Crier et se souvenir pour les autres
Dans Les entailles, Marie-Élaine Guay parle de liens fissurés, de cassures, de manque.
Entre un père Alzheimer et une mère avec laquelle les problèmes de communication se multiplient, la narratrice nous livre son histoire de famille, une famille frappée par « l’impossibilité d’un nous tissé serré ».
Elle la raconte sans mensonge, en décrivant « dans le plus grand détail les envies de mourir, de tuer, ou les deux à la fois. »
De la difficulté d’avaler la posologie de l’enfance scrap
Beaucoup de passages m’ont bouleversée dans ce récit de Marie-Élaine Guay.
Par exemple, lorsqu’elle parle de son propre parcours, de sa colère qui remonte de loin (« Je ne souhaitais que détruire, blesser, rejeter, peut-être même entailler ce qu’on nommait lumière, bonheur, légèreté. »), de son rapport problématique avec elle-même. « Cela fait très longtemps que je m’aime incorrectement », affirme-t-elle.
Entrecoupé par des extraits des archives du dossier psychiatrique de l’autrice, le texte n’est toutefois pas le lieu d’une psychanalyse, ou l’occasion de parler uniquement de soi et de ses blessures. L’autrice s’intéresse beaucoup plus à l’autre, aux relations qu’elle regrette de ne pas avoir davantage soignées, ou celles dont on elle veut se défaire du poids écrasant. Elle y traite également des maladies mentales et dégénératives, du manque de soutien et d’aide psychologique, des fins de vie malheureuses et des protocoles froids des centres hospitaliers de soins de longue durée.
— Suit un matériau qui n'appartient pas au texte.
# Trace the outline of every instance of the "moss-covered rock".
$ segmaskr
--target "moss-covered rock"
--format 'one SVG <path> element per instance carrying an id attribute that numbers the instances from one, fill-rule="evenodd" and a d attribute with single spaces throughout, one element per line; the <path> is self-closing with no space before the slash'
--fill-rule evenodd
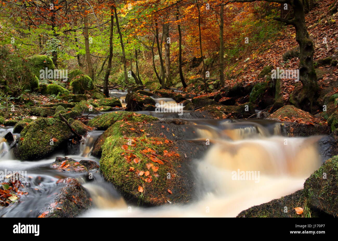
<path id="1" fill-rule="evenodd" d="M 103 93 L 98 90 L 94 90 L 90 92 L 92 94 L 92 98 L 94 100 L 103 99 L 106 97 Z"/>
<path id="2" fill-rule="evenodd" d="M 133 136 L 128 132 L 130 126 L 118 124 L 102 146 L 100 168 L 104 178 L 126 200 L 139 205 L 188 201 L 193 190 L 187 188 L 188 175 L 180 171 L 184 163 L 175 144 L 165 138 Z"/>
<path id="3" fill-rule="evenodd" d="M 242 211 L 237 218 L 297 218 L 310 217 L 311 211 L 307 205 L 303 190 L 275 199 L 269 202 L 254 206 Z M 297 214 L 295 207 L 304 210 L 301 214 Z"/>
<path id="4" fill-rule="evenodd" d="M 213 100 L 206 97 L 195 97 L 193 98 L 192 102 L 196 107 L 204 107 L 212 105 L 219 105 Z"/>
<path id="5" fill-rule="evenodd" d="M 299 57 L 299 47 L 295 47 L 286 52 L 283 54 L 283 60 L 285 61 L 296 57 Z"/>
<path id="6" fill-rule="evenodd" d="M 91 130 L 91 128 L 86 125 L 79 121 L 69 118 L 67 121 L 74 131 L 79 135 L 84 135 Z"/>
<path id="7" fill-rule="evenodd" d="M 268 86 L 268 85 L 266 81 L 257 83 L 255 85 L 250 93 L 249 101 L 253 103 L 257 101 L 264 95 Z"/>
<path id="8" fill-rule="evenodd" d="M 55 109 L 52 107 L 37 107 L 32 108 L 30 113 L 32 115 L 47 117 L 52 116 L 54 115 Z"/>
<path id="9" fill-rule="evenodd" d="M 70 82 L 77 76 L 81 76 L 83 74 L 83 72 L 79 69 L 77 69 L 71 71 L 68 74 L 68 79 L 67 82 Z"/>
<path id="10" fill-rule="evenodd" d="M 121 102 L 117 98 L 106 98 L 101 99 L 97 102 L 99 105 L 111 106 L 112 107 L 122 107 Z"/>
<path id="11" fill-rule="evenodd" d="M 42 92 L 43 94 L 68 94 L 69 91 L 63 87 L 56 84 L 48 85 Z"/>
<path id="12" fill-rule="evenodd" d="M 66 186 L 60 189 L 50 204 L 42 210 L 39 216 L 74 217 L 83 213 L 91 205 L 89 195 L 77 181 L 68 177 L 64 179 L 64 182 L 66 183 Z"/>
<path id="13" fill-rule="evenodd" d="M 194 112 L 206 112 L 211 117 L 216 118 L 235 118 L 238 119 L 252 117 L 255 114 L 255 108 L 251 103 L 246 103 L 239 106 L 206 106 Z M 191 112 L 190 112 L 191 113 Z"/>
<path id="14" fill-rule="evenodd" d="M 327 160 L 306 179 L 304 192 L 311 206 L 338 217 L 338 156 Z"/>
<path id="15" fill-rule="evenodd" d="M 145 105 L 154 106 L 156 104 L 155 101 L 151 97 L 136 92 L 127 94 L 125 100 L 125 103 L 127 103 L 126 110 L 128 111 L 142 110 Z"/>
<path id="16" fill-rule="evenodd" d="M 21 131 L 14 154 L 19 160 L 34 160 L 43 158 L 59 148 L 72 135 L 66 124 L 60 121 L 38 118 Z"/>
<path id="17" fill-rule="evenodd" d="M 84 94 L 86 91 L 94 88 L 93 81 L 88 75 L 78 76 L 73 79 L 69 84 L 73 87 L 73 92 L 75 94 Z"/>
<path id="18" fill-rule="evenodd" d="M 121 120 L 142 122 L 143 121 L 149 122 L 157 121 L 158 119 L 157 118 L 150 115 L 137 114 L 129 111 L 116 111 L 96 116 L 89 120 L 88 125 L 99 130 L 105 130 L 117 121 Z"/>
<path id="19" fill-rule="evenodd" d="M 63 97 L 64 100 L 73 102 L 79 102 L 82 101 L 87 101 L 85 94 L 67 94 Z"/>

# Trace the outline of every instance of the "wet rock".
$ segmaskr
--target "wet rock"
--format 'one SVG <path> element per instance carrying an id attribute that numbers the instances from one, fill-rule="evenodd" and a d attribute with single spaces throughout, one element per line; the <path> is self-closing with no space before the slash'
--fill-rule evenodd
<path id="1" fill-rule="evenodd" d="M 125 103 L 127 103 L 126 110 L 128 111 L 137 111 L 142 110 L 145 105 L 154 106 L 156 104 L 155 101 L 151 97 L 137 92 L 127 94 L 125 100 Z"/>
<path id="2" fill-rule="evenodd" d="M 34 160 L 43 158 L 59 148 L 72 135 L 66 124 L 60 121 L 38 118 L 21 131 L 14 154 L 19 160 Z"/>
<path id="3" fill-rule="evenodd" d="M 193 98 L 192 102 L 196 108 L 204 107 L 212 105 L 217 105 L 219 104 L 218 103 L 213 100 L 206 97 L 195 97 Z"/>
<path id="4" fill-rule="evenodd" d="M 338 217 L 338 156 L 327 160 L 306 179 L 304 193 L 311 206 Z"/>
<path id="5" fill-rule="evenodd" d="M 98 101 L 97 104 L 100 106 L 106 106 L 112 107 L 116 106 L 122 107 L 121 102 L 117 98 L 112 97 L 101 99 Z"/>
<path id="6" fill-rule="evenodd" d="M 286 52 L 283 54 L 283 60 L 285 61 L 290 60 L 296 57 L 299 57 L 299 47 L 295 47 Z"/>
<path id="7" fill-rule="evenodd" d="M 80 164 L 87 168 L 88 170 L 94 170 L 100 168 L 97 163 L 91 160 L 81 160 Z"/>
<path id="8" fill-rule="evenodd" d="M 285 208 L 286 207 L 287 209 Z M 296 207 L 303 208 L 304 212 L 297 214 L 293 209 Z M 306 200 L 303 190 L 300 190 L 290 195 L 275 199 L 260 205 L 254 206 L 242 211 L 237 218 L 296 218 L 310 217 L 311 214 L 307 209 Z"/>
<path id="9" fill-rule="evenodd" d="M 13 137 L 13 135 L 11 132 L 9 132 L 3 137 L 3 138 L 6 139 L 7 142 L 10 143 L 14 140 L 14 138 Z"/>
<path id="10" fill-rule="evenodd" d="M 29 113 L 32 115 L 47 117 L 52 116 L 55 112 L 55 109 L 52 107 L 38 107 L 31 109 Z"/>
<path id="11" fill-rule="evenodd" d="M 67 101 L 71 101 L 73 102 L 79 102 L 82 101 L 87 100 L 87 96 L 85 94 L 68 94 L 64 96 L 63 98 L 64 100 Z"/>
<path id="12" fill-rule="evenodd" d="M 66 185 L 60 190 L 50 205 L 42 211 L 40 217 L 74 217 L 91 206 L 89 195 L 78 182 L 68 177 L 63 182 Z"/>
<path id="13" fill-rule="evenodd" d="M 93 81 L 90 77 L 87 75 L 74 78 L 70 82 L 69 86 L 73 87 L 73 92 L 75 94 L 83 94 L 86 91 L 94 88 Z"/>

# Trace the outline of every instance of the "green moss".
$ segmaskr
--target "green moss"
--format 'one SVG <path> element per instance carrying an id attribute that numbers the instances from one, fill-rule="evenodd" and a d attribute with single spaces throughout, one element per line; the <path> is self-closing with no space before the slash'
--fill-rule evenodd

De la fatalité de vieillir et de s’oublier
Tu seras cette agonie silencieuse à la merci d’un protocole, une peau parmi tant d’autres dans ce système de santé qui avale et recrache sans amour ses sujets. Le départ que tu méritais, nous n’avons pas pu te l’offrir. Tu es mort sous les néons d’une chambre dont les fenêtres ne s’ouvrent qu’au tiers.
J’aurais voulu t’entendre gémir, tu as le droit de grogner, de perforer, de gruger, de gratter au sang ce qui t’habite. Je t’aurais laissé t’effondrer dans mes bras, me frapper, me couper. J’aurais servi de porte à défoncer, de souffre-douleur, de mur, de forêt à laquelle mettre le feu, de tasse à lancer. Je t’aurais ouvert le corps de mes mains pour te sortir de toi-même et t’emmener ailleurs.
Crier à leur place
Malgré tout ce concentré de détresse au fil des pages, il y a aussi des passages de grande clarté et de luminosité, qui viennent contraster avec la froideur clinique du système que l’autrice critique :
T’accompagner dans ce souterrain intempestif qu’est l’Alzheimer m’a appris la douceur, le temps hors des chiffres et des mécanismes. J’aurai appris la patience et la fragilité des êtres qui peuplent la famille, j’aurai appris le père qui part pour mieux revenir, et pour repartir malgré lui, cette fois pour de bon.
Les entailles, c’est un cri de révolte pour ceux et celles qui ne peuvent plus crier. Crier contre « l’absence d’amour, l’absence de temps, l’absence de connexion, de communauté, de douceur, de présence sincère. »
Les entailles, c’est aussi un appel au respect, à la dignité, à l’empathie et à l’écoute pour faire advenir de nouvelles approches plus humaines de s’occuper des malades et des grands « oubliés » du système.
Il faudrait que mourir ne soit plus une angoisse que l’on vit au singulier, mais un possible ressenti en commun et au pluriel. Il faudrait que l’on ouvre de grandes maisons ou célébrer le décès, un endroit où pleurer et maudire ces mémoires qui rappellent rires et vacarmes.
Les entailles, c’est un livre qui gratte le « bobo » jusqu’au sang, qui rouvre les cicatrices afin de trouver une manière de les faire guérir ensemble.